Seus críticos creem que isso militarizaria ainda mais o México. E é verdade. Porém, quem conhece algo do país sabe o quanto instâncias do Exército e das polícias regionais estão corrompidas pelos cartéis. Até que ponto essa “guarda nacional” poderá permanecer “limpa” é o desafio de AMLO.
“Oficialmente não há mais guerra”, disse AMLO ao tomar posse no último dia 1 de dezembro. O que precisa, então, a tal “guarda nacional”, para ser eficiente? Primeiro, contar com a colaboração dos Estados, e para isso será necessário desmontar uma difícil trama de governos regionais cujas campanhas eleitorais são pagas pelo narco local. Depois, armar um sistema de uso e compartilhamento de inteligência entre os Estados, para poder seguir e acompanhar os movimentos dos cartéis, agora mais móveis e divididos. Depois, tratar o assunto de descriminalizar algumas substâncias e montar um sistema de saúde pública que saiba lidar com os viciados. Nem tudo isso consta do programa vago apontado por AMLO, ainda.
Porém, se ele declarou o “fim da guerra”, são questões que tem de levar em consideração.
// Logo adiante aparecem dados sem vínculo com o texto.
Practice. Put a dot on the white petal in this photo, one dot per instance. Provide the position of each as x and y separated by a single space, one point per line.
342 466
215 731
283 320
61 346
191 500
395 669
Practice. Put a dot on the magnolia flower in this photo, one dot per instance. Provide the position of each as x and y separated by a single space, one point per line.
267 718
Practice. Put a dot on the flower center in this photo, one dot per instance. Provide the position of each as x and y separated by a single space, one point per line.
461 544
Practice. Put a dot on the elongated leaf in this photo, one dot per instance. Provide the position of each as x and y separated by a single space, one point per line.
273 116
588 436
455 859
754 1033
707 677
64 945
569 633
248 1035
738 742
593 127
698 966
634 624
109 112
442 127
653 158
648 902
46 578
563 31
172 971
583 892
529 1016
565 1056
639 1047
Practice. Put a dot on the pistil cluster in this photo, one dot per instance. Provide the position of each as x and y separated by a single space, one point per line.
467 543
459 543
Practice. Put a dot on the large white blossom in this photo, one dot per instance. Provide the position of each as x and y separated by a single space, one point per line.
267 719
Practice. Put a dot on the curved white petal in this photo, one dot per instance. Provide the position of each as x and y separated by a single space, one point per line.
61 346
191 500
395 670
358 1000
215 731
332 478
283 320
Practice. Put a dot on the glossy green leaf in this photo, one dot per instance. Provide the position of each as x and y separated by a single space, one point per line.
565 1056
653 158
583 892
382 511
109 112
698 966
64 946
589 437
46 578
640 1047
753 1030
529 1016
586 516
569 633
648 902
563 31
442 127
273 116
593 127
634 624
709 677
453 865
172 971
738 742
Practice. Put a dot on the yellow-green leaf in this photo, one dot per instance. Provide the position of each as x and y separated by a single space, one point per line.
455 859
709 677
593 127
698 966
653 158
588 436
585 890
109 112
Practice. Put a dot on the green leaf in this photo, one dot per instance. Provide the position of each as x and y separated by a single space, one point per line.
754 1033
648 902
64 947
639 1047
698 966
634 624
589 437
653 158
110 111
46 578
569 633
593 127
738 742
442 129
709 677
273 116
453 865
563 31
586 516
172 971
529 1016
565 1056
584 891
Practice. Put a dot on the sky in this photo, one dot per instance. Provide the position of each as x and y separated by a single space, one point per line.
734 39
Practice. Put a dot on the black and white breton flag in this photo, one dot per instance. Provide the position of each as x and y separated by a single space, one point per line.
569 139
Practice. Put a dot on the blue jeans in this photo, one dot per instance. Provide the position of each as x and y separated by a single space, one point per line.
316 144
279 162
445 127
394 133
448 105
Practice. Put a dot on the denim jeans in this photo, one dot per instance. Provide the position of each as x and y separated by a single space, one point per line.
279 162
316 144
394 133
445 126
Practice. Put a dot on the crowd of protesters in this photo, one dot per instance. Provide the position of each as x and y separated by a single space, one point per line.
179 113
O caminho parece complicado, muito mais complicado do que repartir armas e mandar que Exército e cartéis se matem. Mas essa estratégia já há mais de uma década não funciona, além de ter ceifado milhares de vidas, entre militares, delinquentes e civis. Está bem que não existam mais Escobares, nem Chapos. Isso terá de obrigar Hollywood e a Netflix a buscar outros filões. Mas será por uma causa nobre, que outras pessoas sigam vivendo sem ter esses sujeitos como ídolos da morte a levar seus filhos e parentes.